Thursday, October 20, 2022

31 Days of Horror Recommendations: Le manoir du diable [The House of the Devil] (1896)

 


Year: 1896 (yes, your eyes are not decieving you!)

Country: France

Notables: First Horror Film!

Subgenre: Haunted House

Runtime:  3+ minutes

Director: Georges Méliès




This is an honest recommendation. It is the very first horror film (unless you count, and many people do, the unintended horror of 1895's The Execution of Mary, Queen of Scots); and it is essential horror viewing.  It is not quite 3 and a half minutes long and prints vary in terms of condition. But, even the grainiest of the prints out there suffices to give the viewer what Méliès was up to. This is a haunted house (or haunted manor) film, but the spirits that are contained in the film included ghosts, skeleton and even the first vampire like creature that changes from bat form into human form.  That's a LOT for 3 minutes!  The frame story is that Mephistopheles, complete with cauldron, conjures up these horrors (or tricksters--more like!), after he, as the above mentioned bat, flies into an old castle and takes human form. It is intended to be a farce and funny. So the very first horror film, is actually a horror comedy.  For those of us that LOVE horror comedies, this is deeply satisfying!*.  Méliès followed with a similar film, Le Château hanté (or The Haunted Castle) the following year. [Be aware that the vast majority of copies to view online are incomplete--and edited from a larger documentary on Méliès, most of the original film is available via a couple of DVD collections of his work, putting the film rightfully on it's own, bits are still missing from the end and it is a miracle that we have the film at all! It was thought lost until 1985.]

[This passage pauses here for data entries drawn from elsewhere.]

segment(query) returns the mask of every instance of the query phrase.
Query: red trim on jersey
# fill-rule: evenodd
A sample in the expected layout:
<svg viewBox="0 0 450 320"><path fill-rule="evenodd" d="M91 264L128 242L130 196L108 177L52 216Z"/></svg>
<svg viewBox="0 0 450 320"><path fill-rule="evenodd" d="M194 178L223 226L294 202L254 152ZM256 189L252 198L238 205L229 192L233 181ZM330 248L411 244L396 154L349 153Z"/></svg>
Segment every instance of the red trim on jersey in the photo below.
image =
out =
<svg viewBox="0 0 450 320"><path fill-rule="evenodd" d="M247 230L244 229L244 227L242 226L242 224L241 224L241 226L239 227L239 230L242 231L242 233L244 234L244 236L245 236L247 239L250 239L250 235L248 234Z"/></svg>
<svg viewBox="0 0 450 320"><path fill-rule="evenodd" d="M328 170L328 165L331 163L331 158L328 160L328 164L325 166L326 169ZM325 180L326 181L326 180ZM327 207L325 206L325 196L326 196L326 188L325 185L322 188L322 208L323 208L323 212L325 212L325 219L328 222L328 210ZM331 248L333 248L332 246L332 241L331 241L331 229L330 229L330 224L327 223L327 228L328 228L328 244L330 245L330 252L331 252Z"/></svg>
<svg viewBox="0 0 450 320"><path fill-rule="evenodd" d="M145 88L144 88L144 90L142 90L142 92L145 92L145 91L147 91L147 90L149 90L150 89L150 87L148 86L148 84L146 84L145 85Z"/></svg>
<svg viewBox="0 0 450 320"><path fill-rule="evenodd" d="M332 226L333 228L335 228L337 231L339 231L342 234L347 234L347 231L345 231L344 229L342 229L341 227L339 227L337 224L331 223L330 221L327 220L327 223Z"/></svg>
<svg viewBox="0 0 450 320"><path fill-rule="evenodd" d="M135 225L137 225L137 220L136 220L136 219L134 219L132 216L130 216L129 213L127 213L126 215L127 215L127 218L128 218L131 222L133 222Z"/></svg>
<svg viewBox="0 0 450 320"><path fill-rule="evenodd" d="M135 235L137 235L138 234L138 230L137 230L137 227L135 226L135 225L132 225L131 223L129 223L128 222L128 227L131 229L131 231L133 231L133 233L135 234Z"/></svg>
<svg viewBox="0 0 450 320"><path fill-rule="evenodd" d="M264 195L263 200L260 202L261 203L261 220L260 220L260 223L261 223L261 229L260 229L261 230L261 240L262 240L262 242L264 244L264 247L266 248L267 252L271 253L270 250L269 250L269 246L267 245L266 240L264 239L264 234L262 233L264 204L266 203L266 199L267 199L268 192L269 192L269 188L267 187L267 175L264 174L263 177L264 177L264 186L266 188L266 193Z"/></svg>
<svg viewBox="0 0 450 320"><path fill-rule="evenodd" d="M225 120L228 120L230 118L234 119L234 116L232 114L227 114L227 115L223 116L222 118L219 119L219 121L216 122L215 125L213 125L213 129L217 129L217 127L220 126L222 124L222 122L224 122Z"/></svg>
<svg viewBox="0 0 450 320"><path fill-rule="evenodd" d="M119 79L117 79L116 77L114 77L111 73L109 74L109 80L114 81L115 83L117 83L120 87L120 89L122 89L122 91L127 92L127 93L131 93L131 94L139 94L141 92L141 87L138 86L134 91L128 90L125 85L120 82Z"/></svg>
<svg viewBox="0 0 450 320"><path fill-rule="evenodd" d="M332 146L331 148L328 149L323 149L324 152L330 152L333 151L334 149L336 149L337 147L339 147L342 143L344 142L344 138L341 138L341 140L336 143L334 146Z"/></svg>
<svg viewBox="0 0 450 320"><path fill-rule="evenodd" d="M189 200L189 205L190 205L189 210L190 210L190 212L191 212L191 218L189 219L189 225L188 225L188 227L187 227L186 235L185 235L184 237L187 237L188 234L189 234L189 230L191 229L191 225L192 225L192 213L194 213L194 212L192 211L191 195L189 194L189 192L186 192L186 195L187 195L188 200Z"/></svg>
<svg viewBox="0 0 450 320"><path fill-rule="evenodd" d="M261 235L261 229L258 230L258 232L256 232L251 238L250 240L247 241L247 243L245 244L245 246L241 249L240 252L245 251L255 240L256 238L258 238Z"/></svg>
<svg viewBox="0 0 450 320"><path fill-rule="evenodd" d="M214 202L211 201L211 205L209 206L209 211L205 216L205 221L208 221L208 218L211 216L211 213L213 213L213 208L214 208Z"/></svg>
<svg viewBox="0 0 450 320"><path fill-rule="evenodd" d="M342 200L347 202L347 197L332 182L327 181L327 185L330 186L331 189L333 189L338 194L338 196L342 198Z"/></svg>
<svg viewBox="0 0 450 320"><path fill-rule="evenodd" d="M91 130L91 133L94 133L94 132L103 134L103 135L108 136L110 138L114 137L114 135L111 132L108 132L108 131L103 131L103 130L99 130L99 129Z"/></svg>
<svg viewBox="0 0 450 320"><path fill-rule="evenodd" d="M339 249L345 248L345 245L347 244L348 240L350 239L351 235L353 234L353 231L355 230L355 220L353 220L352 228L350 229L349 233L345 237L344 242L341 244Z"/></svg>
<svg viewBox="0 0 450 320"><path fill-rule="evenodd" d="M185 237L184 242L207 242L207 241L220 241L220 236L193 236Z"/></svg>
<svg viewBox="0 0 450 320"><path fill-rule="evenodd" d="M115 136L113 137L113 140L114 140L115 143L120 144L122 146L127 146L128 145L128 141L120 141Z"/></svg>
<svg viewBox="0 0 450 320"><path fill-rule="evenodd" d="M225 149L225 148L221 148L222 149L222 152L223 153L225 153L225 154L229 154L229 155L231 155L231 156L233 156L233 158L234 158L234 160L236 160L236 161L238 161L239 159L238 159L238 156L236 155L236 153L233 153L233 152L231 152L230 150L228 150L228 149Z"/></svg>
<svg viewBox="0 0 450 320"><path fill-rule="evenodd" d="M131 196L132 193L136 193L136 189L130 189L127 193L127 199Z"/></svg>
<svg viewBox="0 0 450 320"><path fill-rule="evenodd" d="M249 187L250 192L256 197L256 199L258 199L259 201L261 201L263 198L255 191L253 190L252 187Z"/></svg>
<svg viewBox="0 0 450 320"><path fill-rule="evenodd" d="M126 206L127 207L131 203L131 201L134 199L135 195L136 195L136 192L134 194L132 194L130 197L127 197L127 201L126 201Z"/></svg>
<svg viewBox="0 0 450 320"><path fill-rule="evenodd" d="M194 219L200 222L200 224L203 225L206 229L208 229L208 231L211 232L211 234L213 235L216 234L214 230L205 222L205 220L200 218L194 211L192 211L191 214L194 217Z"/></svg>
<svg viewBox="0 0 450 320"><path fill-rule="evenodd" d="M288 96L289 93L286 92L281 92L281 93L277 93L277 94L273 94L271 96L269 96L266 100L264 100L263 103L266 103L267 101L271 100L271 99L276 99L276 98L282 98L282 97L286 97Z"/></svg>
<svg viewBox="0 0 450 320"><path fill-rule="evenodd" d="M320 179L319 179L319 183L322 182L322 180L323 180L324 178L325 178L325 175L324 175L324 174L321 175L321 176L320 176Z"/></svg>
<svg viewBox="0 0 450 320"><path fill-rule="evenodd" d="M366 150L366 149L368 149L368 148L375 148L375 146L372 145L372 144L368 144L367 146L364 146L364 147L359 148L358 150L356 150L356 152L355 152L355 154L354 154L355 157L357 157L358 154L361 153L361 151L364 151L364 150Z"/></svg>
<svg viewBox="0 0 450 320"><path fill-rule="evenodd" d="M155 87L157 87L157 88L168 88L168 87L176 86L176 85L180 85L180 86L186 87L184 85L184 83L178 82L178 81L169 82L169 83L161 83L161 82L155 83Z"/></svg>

*I am aware that many, if not most, silent film scholars would rather die than categorize this film as "horror".  But in so much as one can categorize early narrative films: this is most definitely a comedy, a fantasy and, yes, a horror film. Horror genres as they sprung from gothic tales do not need to scare or horrify to be "horror." It is a distinction WITH a difference as far I am concerned. Early films that dealt with the macabre, which Méliès certainly trafficked in theatrically, deserve the horror moniker as much as early films that recreated past events deserve for be called "historical."